Kellogg Co. (Kellogg's), struggling with slumping US cereal sales, will invest approximately $100 million in a venture fund, a bid to use a Silicon Valley approach to find the food industry’s next growth engine.
The fund, named Eighteen94 Capital – a nod to the year that the company’s flaked cereal was invented – will look to take minority stakes in start-ups, developing new packaging, ingredients, products and technology, Kellogg's said in a recent statement.
Kellogg's joins packaged-food rivals General Mills, Inc. and Campbell Soup Co. in turning to venture funds to cope with a changing industry. Big food companies have suffered from US consumers shifting to more natural and fresh products – a move away from many grocery-store stalwarts. With start-ups taking market share, Campbell announced a $125-million venture fund in February. The General Mills fund, known as 301, Inc., has invested in companies such as Kite Hill and Beyond Meat, which are working on the next generation of vegan products.

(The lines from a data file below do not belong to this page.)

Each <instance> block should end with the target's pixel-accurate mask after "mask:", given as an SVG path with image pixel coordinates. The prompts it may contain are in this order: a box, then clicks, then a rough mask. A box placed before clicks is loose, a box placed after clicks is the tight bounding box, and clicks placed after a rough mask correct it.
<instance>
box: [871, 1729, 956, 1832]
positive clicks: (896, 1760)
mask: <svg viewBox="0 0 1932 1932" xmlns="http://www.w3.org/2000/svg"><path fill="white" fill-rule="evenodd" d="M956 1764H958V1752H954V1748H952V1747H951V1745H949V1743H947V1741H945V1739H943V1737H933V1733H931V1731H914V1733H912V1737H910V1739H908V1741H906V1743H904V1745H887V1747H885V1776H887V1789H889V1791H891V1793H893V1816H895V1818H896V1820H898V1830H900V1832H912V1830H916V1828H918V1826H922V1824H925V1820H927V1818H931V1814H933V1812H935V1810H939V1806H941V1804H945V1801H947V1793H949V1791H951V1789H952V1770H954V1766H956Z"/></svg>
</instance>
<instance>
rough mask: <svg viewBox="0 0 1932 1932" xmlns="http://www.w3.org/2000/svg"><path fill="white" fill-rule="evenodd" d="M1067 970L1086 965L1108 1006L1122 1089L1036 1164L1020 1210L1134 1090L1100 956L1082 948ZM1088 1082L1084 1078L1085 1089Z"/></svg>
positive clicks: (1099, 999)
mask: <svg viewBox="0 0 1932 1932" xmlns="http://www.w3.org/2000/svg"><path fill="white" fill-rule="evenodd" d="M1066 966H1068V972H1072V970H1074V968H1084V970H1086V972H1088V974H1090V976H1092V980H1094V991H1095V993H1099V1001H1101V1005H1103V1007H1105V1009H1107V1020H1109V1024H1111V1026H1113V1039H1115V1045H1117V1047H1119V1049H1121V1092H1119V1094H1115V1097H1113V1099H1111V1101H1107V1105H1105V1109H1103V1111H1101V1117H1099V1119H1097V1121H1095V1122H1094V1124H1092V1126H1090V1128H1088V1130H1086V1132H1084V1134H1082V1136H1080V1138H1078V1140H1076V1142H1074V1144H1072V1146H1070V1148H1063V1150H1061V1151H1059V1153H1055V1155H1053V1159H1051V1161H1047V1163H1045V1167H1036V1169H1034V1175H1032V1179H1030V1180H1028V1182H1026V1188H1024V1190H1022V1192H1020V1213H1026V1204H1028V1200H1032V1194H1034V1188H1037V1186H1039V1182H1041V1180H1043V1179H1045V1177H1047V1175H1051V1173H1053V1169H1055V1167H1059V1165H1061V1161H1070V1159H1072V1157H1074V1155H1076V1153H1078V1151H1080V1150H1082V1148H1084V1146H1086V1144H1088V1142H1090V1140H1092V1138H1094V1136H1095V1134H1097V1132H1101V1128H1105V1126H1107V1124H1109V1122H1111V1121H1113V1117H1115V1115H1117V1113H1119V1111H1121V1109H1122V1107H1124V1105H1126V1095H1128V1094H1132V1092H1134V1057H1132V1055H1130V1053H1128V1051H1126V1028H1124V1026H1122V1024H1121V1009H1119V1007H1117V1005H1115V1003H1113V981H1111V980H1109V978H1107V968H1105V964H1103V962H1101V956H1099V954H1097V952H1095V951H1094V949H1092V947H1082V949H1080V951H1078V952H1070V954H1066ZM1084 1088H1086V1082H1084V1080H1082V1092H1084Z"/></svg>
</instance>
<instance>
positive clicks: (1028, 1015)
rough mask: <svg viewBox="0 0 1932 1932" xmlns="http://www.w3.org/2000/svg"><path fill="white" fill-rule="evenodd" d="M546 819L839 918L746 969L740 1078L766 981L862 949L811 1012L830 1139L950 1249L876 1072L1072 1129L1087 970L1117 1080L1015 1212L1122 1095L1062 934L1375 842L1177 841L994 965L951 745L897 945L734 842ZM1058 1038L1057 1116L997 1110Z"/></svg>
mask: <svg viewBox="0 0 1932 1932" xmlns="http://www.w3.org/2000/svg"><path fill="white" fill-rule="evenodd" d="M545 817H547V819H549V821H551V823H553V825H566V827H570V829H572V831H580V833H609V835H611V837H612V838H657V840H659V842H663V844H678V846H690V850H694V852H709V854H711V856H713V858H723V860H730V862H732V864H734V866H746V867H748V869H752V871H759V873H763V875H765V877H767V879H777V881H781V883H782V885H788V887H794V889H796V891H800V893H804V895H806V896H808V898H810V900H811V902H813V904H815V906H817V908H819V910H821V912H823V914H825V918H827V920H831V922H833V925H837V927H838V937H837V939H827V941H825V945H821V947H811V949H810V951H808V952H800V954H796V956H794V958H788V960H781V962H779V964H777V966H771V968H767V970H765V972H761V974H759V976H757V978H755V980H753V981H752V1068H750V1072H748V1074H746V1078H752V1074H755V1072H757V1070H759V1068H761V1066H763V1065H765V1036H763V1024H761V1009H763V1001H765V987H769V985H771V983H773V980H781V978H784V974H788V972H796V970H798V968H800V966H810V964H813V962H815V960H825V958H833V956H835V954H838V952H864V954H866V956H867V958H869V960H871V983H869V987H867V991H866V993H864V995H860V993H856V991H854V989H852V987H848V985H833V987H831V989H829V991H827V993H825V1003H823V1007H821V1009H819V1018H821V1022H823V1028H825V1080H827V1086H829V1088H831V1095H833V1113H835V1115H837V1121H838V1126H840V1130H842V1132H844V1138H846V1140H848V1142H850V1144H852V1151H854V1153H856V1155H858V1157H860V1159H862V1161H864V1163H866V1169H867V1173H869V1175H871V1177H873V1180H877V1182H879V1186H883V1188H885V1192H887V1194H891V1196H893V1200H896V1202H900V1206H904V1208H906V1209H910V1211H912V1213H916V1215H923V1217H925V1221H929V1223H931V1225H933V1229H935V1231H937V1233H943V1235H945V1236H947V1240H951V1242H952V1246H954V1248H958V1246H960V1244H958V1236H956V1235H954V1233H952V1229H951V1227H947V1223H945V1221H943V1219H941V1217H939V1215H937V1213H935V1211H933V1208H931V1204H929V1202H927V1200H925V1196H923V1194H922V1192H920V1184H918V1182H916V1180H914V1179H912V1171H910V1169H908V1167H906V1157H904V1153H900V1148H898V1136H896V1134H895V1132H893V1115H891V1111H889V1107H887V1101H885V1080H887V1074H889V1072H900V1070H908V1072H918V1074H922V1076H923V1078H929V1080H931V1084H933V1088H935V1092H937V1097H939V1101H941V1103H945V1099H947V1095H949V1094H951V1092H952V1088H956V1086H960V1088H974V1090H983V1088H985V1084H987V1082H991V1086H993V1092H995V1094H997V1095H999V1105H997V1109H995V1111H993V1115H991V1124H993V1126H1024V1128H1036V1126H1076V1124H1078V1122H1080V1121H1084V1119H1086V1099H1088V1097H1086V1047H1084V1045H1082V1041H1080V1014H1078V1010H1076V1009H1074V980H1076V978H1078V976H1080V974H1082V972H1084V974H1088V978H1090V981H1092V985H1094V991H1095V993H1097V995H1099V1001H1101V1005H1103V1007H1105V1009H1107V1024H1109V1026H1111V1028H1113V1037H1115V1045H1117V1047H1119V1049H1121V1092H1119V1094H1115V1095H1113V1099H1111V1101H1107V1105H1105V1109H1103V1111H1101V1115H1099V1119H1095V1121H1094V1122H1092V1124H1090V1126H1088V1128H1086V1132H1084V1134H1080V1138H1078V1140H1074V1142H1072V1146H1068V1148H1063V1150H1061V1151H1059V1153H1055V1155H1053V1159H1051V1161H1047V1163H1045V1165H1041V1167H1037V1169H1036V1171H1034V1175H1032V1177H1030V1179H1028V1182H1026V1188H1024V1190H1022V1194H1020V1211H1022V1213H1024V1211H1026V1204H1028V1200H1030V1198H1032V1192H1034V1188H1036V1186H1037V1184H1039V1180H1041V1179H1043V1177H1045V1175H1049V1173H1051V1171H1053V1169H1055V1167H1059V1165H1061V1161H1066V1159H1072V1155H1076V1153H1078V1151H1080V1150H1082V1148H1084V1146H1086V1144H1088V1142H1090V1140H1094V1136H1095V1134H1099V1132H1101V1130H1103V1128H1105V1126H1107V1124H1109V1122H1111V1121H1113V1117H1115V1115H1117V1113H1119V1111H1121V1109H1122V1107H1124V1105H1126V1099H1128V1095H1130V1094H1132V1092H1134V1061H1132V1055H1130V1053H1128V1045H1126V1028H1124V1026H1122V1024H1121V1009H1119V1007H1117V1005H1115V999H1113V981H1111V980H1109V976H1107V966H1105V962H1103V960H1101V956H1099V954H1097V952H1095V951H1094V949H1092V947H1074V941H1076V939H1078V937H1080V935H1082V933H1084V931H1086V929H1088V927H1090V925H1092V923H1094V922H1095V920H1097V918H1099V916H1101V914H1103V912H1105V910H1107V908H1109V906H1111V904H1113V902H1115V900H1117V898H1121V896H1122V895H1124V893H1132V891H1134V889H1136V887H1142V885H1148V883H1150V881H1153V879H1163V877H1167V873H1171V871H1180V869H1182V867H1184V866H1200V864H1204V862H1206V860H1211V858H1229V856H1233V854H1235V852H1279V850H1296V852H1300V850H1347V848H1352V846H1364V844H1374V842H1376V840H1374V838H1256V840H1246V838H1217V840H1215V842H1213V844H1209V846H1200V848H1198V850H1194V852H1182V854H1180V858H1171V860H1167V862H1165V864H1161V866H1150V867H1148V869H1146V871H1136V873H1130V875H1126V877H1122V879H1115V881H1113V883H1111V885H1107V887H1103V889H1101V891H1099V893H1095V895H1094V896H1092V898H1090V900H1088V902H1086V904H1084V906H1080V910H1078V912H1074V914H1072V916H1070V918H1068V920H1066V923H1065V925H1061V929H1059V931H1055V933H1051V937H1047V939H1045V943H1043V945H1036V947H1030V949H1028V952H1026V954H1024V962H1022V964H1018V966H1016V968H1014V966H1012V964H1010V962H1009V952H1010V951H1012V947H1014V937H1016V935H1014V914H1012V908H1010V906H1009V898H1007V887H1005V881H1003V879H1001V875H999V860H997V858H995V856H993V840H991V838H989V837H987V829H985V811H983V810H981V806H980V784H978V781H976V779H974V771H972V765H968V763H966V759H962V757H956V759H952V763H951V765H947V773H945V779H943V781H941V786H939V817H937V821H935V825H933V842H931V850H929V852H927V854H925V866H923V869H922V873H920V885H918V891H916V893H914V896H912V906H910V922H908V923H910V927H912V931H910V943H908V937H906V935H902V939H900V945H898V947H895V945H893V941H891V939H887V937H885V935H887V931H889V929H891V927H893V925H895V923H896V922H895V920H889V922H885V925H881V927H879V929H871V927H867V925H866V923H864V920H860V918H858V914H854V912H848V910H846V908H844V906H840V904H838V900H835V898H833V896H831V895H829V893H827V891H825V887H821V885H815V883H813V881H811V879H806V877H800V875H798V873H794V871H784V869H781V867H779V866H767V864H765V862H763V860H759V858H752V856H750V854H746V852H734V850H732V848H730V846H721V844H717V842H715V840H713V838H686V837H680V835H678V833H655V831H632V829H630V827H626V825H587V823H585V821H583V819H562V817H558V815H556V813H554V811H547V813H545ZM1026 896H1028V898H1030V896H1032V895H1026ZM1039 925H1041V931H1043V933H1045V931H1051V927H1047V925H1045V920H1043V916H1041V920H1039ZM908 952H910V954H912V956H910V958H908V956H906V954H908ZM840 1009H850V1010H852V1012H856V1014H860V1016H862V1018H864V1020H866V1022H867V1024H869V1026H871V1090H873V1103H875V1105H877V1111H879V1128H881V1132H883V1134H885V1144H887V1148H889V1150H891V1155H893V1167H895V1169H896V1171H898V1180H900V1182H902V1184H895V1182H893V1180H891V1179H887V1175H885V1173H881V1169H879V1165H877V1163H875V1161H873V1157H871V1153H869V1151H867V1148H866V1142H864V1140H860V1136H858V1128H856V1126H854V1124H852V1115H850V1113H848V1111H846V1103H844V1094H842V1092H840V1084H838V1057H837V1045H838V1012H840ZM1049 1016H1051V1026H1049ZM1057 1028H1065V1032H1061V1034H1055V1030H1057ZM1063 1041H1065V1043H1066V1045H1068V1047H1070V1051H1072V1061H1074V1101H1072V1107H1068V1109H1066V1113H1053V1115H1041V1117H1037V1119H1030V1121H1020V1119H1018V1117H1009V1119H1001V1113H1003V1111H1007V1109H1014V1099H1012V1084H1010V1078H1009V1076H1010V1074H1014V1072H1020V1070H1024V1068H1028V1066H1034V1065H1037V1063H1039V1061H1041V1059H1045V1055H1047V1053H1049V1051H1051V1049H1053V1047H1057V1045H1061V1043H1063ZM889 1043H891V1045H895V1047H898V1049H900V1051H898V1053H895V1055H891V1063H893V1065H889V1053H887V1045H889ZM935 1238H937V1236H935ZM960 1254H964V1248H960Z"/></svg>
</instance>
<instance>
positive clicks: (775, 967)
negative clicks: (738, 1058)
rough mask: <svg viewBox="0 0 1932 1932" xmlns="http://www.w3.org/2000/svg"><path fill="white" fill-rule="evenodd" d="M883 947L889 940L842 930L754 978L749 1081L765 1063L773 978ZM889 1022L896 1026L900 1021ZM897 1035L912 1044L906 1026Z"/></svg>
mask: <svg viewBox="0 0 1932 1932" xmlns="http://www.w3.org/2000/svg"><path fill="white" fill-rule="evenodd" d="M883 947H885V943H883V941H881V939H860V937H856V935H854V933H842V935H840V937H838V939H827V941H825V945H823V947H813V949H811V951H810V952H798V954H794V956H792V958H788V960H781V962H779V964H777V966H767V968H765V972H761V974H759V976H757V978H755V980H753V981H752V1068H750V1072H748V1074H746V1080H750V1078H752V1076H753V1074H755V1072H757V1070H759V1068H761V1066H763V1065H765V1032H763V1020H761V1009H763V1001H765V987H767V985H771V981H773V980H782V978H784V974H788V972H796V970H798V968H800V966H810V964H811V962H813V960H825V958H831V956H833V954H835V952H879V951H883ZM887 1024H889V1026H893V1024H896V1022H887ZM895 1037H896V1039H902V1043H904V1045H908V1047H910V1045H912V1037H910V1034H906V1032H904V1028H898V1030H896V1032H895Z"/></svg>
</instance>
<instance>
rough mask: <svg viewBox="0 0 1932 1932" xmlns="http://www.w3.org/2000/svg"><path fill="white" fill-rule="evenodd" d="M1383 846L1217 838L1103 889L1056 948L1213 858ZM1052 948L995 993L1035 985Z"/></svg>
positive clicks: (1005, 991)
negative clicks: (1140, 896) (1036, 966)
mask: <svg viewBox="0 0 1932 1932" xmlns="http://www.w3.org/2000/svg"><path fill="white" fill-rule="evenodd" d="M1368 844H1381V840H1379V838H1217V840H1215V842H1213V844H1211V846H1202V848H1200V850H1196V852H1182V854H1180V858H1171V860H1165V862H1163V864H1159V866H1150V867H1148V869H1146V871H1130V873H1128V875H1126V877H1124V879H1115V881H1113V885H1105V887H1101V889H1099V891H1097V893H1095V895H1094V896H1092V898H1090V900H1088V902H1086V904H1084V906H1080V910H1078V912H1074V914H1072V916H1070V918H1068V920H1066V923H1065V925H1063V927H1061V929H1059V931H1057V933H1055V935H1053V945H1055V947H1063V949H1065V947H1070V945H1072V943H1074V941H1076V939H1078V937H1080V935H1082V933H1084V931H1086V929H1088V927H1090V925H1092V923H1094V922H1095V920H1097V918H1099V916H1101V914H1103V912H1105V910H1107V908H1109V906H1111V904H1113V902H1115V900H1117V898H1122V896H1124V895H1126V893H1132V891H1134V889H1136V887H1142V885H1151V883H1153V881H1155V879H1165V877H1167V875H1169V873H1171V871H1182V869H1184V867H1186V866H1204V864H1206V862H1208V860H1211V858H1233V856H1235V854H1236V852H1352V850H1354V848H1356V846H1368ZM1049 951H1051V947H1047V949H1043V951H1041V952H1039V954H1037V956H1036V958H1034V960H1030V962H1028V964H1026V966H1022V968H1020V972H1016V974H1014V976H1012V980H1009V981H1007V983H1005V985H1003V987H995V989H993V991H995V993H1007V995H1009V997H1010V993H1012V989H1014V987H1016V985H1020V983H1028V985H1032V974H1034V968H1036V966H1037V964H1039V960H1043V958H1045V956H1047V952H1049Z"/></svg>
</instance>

“As consumer preferences move toward more diverse tastes and trends, the pace of innovation in the packaged-food industry continues to intensify,” Gary Pilnick, vice-chairman of Battle Creek, Michigan-based Kellogg's, said in the statement. “By investing directly in the most promising entrepreneurs and ventures, we can increase greatly our access to game-changing ideas and trends that could become significant sources of growth for us.”
Kellogg's shares rose 0.5 per cent to $77.18 in New York. The stock had gained 6.2 per cent this year through the end of last week.